How we breathe plays an important part of learning how to practice Pranyama. The 'Ujayi' breath is a technique that can be used throughout most Pranayama breathing exercises and also when practising Asana (postures).
Ujayi breath is one of the classical pranayamas and is very good for the removal of phlegm, mucus, cold and damp from the body. Ujjayi breathing involves contracting the throat slightly and this in turn creates heat in the throat region. As the hot air that passes through into your lungs it will dry up any mucus that may have built up.
It also allows the practitioner to control the breath for longer periods.
We try to create a sound in the throat when breathing in and out. To find the muscle used to contract the throat, think of the muscle used to swallow, clear the throat, or cough: it is the same muscle. So instead of using facial muscles to draw breath in and out we start to use the throat muscles allowing us to have more control,
The easiest way to do this is to take a word and change the sound of the word to a whisper. For example, change the “Ha” sound from normal volume into a whisper whilst still breathing in and out.
The partial closing of the throat helps to elongate the breaths by giving the air a smaller passage to pass through. This naturally then generates the heat.
Use the following steps to learn how to control the correct muscles for Ujjayi breath:
a) Engage the throat first by making an audible “Ha” sound on an exhalation with the mouth open.
b) Then, with the mouth still open, drop the sound to a steady whisper but keep the throat engaged and the voice box locked in that position.
c) Breathe in and then out with the mouth open and whispering the steady “Ha” sound, keeping the throat engaged and voice box locked.
d) Continue, but with the mouth closed, and breathing through the nostrils, using the same muscles to keep the throat engaged and voice box locked.
This technique can be used simply on its own by doing simple in and out breathing, try counting to 5 on inhalation, pausing for a moment, then exhaling for 5 again.
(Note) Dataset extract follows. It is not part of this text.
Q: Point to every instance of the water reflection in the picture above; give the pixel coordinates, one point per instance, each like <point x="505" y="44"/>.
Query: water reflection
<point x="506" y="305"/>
Try a few cycles, you will be amazed how calm and focussed you can become.
It can also be adopted when practising any other Pranayama breathing exercises that require breathing through the nose.
Using for longer periods can cause some dryness in the throat so take very small sips of water or a few drops of olive oil in the throat can also help.
I also find using this technique whilst practising asanas can really help, by being able to control the breath means we can take more oxygen in as we are able to control and slow down our bpm (breaths per minute).